“It was 7:55 A.M. when Pearl Harbor was attacked. That’s when they came in. Not many people remember that,” Davies said. “That’s what time I made the first call to you from Guyanno.”
“Where are you now?”
“Not far from you.”
“Yeah, why is that?”
“I’ve done some things lately that are going to send me to hell, Lieutenant. But I had to prove myself to him to get inside. He puts you right to the test.”
“Is she alive?”
“She was when I saw her, but it’s not a good situation. She lost that baby and I tried to help her, but he had me deal with something else. That’s his way of putting it to you. He knows how to do that like no man I’ve ever known. He doesn’t leave you a way back, Lieutenant.”
Marquez moved off the couch and across the cold floor to the kitchen. He found his shoes.
“What have you done for him?”
“He wants me to kill your wife and the girl and bring you in. I went by your wife’s coffee place today. I saw your daughter there.”
“Stay away from her.”
“He’s got a power about him, doesn’t he?”
“We tried to pay the ransom. What do we have to do to get our warden back?”
“She was in a warehouse but I hear she’s on a boat now. What I hear is you’ll know the boat by the moon.”
“Where is this boat supposed to be?”
“They’re getting ready for something. I can tell. When he sent me out he said if I can’t bring you to him, he wants me to bring back your thumbs and he’s got people who’ll run your fingerprint.”
“Bring me where?”
“I don’t know.”
“You’re lying.”
The line went dead and Marquez called Katherine, then Douglas.
“Marquez,” Douglas said, his voice flat, and Marquez could hear sirens and vehicle traffic. Douglas was on a street somewhere.
“I just got a call from Davies.”
“Yeah?”
Marquez heard more sirens. “What’s happened?” he asked.
“We missed him, Marquez. The hit was a Florida judge out here vacationing from Dade County. He was shot leaving a restau-rant in San Francisco tonight. We didn’t know. We didn’t have any way of knowing. We thought it was a local they were after. We’d narrowed it to a couple of possible drug cases here, but this was it. This was the cartel hit. They’re trying one of the Cardoza family in Miami next month. I don’t know how we could have known. Christ, if we’d only known the judge was here we could have put it together. Kline will leave now. Jesus Christ, he came here and made the hit. I’m sorry, Marquez, what about Davies?”

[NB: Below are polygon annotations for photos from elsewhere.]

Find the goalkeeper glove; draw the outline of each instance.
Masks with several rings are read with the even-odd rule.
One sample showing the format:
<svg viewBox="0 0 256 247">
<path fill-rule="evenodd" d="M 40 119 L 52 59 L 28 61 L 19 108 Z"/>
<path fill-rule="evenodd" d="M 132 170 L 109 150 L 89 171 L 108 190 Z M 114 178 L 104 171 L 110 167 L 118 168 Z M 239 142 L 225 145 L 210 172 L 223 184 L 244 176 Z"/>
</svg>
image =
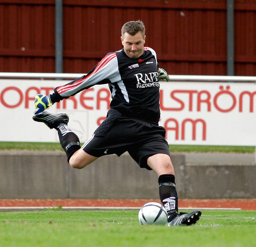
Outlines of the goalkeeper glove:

After Marquez related the phone call, Douglas said, “I’ll get agents to your wife’s house and yours. Give me ten minutes. But I think he’s just a crackpot, Marquez. I think he just likes making the calls. I wouldn’t worry about it, but we’re on our way.”
39
Marquez called Katherine back and turned on the porch lights. He laid a gun next to his laptop and then clicked on the computer, which seemed to boot up too slowly. As he’d feared, the Web site was up again but had changed. A scene that maybe only he would recognize showed on the screen. It took him a moment to be sure what he was seeing, a yellowed photograph of a human skull on a stone altar ringed by candles, and at the center the DEA badges. There were wedding bands and photo IDs, driver’s licenses, and the other proof Kline had laid out and photographed eleven years ago. It still reached across the years and shocked him.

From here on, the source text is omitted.